Why Scalar Functions Can Be Costly

  • Comments posted to this topic are about the item Why Scalar Functions Can Be Costly

    Mickey Stuewe
    Sr Database Developer
    My blog
    Follow me on twitter: @SQLMickey
    Connect with me on LinkedIn
    --------------------------------------------------------------------------
    I laugh loudly and I laugh often. Just ask anyone who knows me.

  • Thank you Mickey for this article, good Monday morning reading.

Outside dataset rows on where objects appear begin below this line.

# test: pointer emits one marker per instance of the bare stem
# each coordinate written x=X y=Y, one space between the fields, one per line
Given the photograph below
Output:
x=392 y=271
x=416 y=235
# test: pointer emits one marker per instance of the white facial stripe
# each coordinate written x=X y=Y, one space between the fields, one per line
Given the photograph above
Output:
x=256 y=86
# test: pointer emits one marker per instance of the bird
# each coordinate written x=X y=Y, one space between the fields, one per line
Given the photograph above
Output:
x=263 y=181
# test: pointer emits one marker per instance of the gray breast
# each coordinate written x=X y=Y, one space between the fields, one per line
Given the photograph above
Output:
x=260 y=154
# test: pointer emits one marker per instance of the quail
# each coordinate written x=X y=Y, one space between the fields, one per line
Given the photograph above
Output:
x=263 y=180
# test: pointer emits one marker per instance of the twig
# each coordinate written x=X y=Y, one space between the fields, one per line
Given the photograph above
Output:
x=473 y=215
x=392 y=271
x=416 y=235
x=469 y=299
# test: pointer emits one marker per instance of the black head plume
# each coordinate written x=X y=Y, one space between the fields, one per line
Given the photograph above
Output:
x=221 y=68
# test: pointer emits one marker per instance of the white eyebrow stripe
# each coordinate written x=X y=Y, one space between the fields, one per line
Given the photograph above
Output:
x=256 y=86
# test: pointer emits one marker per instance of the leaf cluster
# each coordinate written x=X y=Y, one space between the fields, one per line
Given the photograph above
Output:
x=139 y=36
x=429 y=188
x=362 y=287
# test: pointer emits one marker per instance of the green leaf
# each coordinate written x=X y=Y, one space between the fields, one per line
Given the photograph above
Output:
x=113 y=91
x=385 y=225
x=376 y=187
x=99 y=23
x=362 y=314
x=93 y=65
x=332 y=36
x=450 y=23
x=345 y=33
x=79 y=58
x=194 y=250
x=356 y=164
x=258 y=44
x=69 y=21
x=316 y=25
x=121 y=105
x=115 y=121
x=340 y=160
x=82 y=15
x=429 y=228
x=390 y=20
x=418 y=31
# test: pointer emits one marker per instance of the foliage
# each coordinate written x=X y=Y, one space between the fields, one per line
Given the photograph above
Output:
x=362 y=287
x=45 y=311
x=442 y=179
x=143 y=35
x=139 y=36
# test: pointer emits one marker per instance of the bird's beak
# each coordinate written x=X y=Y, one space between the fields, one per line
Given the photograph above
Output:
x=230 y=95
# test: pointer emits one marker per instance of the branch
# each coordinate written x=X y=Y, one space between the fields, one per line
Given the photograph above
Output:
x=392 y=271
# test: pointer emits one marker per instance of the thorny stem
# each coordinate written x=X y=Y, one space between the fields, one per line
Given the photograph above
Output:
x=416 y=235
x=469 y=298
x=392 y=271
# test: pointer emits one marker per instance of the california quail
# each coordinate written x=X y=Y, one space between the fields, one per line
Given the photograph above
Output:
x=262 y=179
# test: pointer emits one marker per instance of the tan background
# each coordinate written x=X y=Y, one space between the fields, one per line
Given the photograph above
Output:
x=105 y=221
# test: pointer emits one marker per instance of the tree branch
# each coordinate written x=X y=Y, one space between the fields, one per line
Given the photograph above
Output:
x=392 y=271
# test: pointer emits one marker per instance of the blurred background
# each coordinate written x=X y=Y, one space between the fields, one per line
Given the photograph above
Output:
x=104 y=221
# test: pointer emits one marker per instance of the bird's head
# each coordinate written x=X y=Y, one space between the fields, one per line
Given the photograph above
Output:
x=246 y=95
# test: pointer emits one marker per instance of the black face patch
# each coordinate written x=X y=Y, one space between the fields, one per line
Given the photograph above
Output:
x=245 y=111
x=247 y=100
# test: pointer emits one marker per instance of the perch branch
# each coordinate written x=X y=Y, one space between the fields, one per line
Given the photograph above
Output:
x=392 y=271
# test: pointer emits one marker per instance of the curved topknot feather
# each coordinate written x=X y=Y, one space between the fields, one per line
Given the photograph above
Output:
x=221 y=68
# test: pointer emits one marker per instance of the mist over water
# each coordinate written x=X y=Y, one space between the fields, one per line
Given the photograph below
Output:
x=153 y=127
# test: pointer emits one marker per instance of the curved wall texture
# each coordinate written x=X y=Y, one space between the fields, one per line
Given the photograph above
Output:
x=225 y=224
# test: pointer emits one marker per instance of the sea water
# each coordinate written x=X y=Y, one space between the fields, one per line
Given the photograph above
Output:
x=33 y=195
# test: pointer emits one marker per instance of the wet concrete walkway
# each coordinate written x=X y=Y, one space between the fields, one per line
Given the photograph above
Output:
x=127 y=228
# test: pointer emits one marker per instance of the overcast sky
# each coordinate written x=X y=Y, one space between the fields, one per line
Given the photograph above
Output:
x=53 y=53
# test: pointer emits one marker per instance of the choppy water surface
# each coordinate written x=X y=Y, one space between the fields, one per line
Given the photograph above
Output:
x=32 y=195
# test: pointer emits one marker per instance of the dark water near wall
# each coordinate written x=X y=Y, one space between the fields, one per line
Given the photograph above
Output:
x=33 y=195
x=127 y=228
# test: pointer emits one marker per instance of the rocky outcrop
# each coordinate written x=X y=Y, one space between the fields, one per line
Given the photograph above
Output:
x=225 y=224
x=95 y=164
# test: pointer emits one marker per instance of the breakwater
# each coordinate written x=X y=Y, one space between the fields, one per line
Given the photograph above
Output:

    The part I find hard to agree with is "When to Use Scalar Functions", particularly when the example given can easily be converted into a much more efficient iTVFN with hardly any changes in the syntax. In my opinion, the only time scalar UDF should be used is when that is the only choice, such as on calculated columns etc..

    😎

    The following example shows that the iTVFN version of the function is roughly 15 times faster than the scalar version, the former adding roughly 0.0006 milliseconds per row while the latter adds 0.009 milliseconds per row on my old i5 laptop. In other words the iTVFN takes 0.6 seconds on a 1,000,000 row sample set and the scalar 9 seconds on the same set.

    Test data

    USE tempdb;

    GO

    SET NOCOUNT ON;

    IF OBJECT_ID(N'dbo.USP_CREATE_PERSON_ADDRESS') IS NOT NULL DROP PROCEDURE dbo.USP_CREATE_PERSON_ADDRESS;

    GO

    CREATE PROCEDURE dbo.USP_CREATE_PERSON_ADDRESS

    (

    @SAMPLE_SIZE INT

    ,@MSGLANGID SMALLINT = 1033 -- Default to English

    )

    AS

    /******************************************************************************

    2015 Eirikur Eiriksson

    ---------------------------------------

    Create "realistic" sample data set (SDP_ID, FirstName, LastName, Address)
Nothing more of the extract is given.